Using E. D. Hirsch Jr.’s 1987 landmark book, Cultural Literacy, as his main point of reference, he notes that Hirsch concluded that a “student’s ability to comprehend a text is largely determined by the student’s background knowledge.” That is, speakers and writers make assumptions about what readers and listeners know, and “rely on them to understand references and allusions, and to make correct assumptions about word meanings and context.” But Hirsch warned that we have “permitted school policies that shrunk the body of information that Americans share, and these policies have caused our national literacy to decline.”
This is readily seen in what is almost a complete void in the classroom—civic education. Hirsch wrote that the purpose of the American common school is to be “common knowledge, virtue, skill, and an allegiance to the larger community shared by all children no matter what their origin.” As Pondiscio summarizes, “the goal of fostering allegiance to the larger community is no longer anywhere near the heart of American education.”
We at the American Center for Transforming Education could not agree more. The civics being taught today is more about virtue signaling than becoming a responsible citizen. Promoting specific positions on issues such as gun control, climate change, and abortion, schools encourage students to go scream and hold picket signs rather than holding genuine conversation where all participants are welcome.

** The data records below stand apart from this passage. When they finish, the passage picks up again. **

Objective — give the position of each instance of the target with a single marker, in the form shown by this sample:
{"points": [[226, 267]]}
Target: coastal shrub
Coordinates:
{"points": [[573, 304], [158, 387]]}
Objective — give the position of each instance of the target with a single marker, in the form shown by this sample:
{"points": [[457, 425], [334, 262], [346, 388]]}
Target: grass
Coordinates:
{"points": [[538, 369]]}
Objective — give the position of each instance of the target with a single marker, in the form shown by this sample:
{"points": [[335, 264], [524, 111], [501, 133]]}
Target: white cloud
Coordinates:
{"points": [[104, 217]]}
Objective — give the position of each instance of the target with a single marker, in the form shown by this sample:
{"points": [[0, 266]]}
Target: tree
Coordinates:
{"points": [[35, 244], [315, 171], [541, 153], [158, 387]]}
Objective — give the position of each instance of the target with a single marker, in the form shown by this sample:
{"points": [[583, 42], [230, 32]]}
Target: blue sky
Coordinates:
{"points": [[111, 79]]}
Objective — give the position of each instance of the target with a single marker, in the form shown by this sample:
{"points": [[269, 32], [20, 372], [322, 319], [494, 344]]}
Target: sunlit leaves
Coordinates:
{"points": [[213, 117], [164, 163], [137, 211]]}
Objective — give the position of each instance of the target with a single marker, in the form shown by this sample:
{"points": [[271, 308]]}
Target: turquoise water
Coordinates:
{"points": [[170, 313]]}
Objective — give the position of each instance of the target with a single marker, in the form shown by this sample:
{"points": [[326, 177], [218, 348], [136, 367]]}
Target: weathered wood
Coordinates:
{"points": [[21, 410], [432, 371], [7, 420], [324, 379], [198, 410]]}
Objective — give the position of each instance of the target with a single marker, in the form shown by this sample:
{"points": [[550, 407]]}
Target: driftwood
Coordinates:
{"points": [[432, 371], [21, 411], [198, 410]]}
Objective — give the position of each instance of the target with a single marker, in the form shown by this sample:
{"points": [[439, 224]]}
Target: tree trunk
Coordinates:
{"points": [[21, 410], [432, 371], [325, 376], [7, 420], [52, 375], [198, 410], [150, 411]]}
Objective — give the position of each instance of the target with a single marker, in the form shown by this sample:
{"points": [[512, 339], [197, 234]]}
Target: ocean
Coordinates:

So what can be done? Early American leaders understood that of paramount importance was conveying to young people what it means to be a citizen. As Thomas Jefferson asserted, “A democratic republic could succeed only if the people as a whole were knowledgeable about the institutions of self-government and participated in them.”
Author and Discovery Institute founder, Bruce Chapman, writes “elected and appointed officials should make sure that the full story of American representative democracy is again taught in common schools and state-support colleges.” Schools “should examine the moral nature of citizenship and practical politics, as well as government structure and supposedly scientific methods of scholarship in politics.”
And the program chair to ACTE, Don Nielsen recommends that students “take a course on civics to grasp the structure and function of government.” This will aid in the process of “total development” of our children—in short, about “teaching children how to live a happy and healthy life, as a productive citizen, in the twenty-first century.”
Curriculum is but one part to our educational crisis. As Pondiscio summarizes, “Conservatives can no longer stand on the sidelines of debates about the foundational question of what children in public schools across the country should learn. They risk leaving the next generation semi literate and ill equipped for participating in—and simply maintaining—a civil society.”